Stronghand would listen, and believe.
He was halfway up before he remembered to check under his feet. The mouse was gone. He rubbed his eyes as he glanced up to gauge the position of the stars. How long had he slept? How soon could he act?
“Brother Alain!” Ratbold stumbled up from his crude bower at the edge of the woodland, scratching his stubbled chin and looking mightily irritated. “You did not wake me! Where are the sheep?” He halted as Rage growled at him, startled by his aggressive movement toward Alain.
The disk of the newly reborn sun gilded the eastern tree-tops with a tender clove-pink glow. The fog that weighed down Alain’s soul dissolved as though the rising sun were burning it off.
“God curse him!” Ratbold strode to the center of the meadow; only prior and lay brother stood where the sheep had suffered. Flat patches of grass betrayed where the stricken sheep had lain in their illness. They hadn’t gone far, or long ago. “That damned man has stolen his sheep away!”
“Wait, Prior. I hear them.”
Hidden by the trees, the farmer was laughing, calling out. “Come along! Come along now! Look how they walk!”
Farmer, children, and lambs gamboled into the clearing, the ewes trotting among them under the supervision of the steadfast dog. Ratbold was too astonished to scold them. He rushed over, ignoring the yapping sheepdog, and brusquely examined the hooves and mouths of the ewes. The lambs scattered as he moved among them. The children and the dog rushed around, dog barking, children screaming with delight, as they chased the lambs back from the woodland edge. Light clouds scudded in from the east, shadowing the sun; a shower misted the scene, moving off as quickly as it arrived, and the sun came out from behind the clouds.
“Impossible,” cried Ratbold, checking each of the ewes in turn.
“I said it was not the murrain!” shouted the farmer triumphantly. “Just a fungus. A rot. Cured now! Cured! Once I got them out of the mud.”
“Impossible,” repeated Ratbold.
But true.
Ratbold insisted they remain at the standing two more days to make sure the disease did not reoccur. He believed in the murrain, and he feared that without his supervision the outbreak would spread.
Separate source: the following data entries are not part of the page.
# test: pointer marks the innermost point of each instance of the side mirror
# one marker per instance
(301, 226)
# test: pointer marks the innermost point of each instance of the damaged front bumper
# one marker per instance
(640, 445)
Alain chafed, eager to return to Hersford, but he recognized the farmer’s needs as well. No need to wait fruitlessly when so many spring chores needed doing. Because of the threat of murrain, the local oxherd would not bring his oxen for plowing, so they had to laboriously turn over the earth for the garden by hand. For three days they worked, sweating despite the cool weather, and in the evenings Alain told the children stories and taught the two eldest a little from his meager store of herb-craft, so they might add to their larder and soothe simple illnesses that afflicted them. Three days passed and the sheep showed not the slightest sign of lameness, blistering, or sores. The children’s rashes healed.
It was with a lightened heart that he set out at last beside Ratbold.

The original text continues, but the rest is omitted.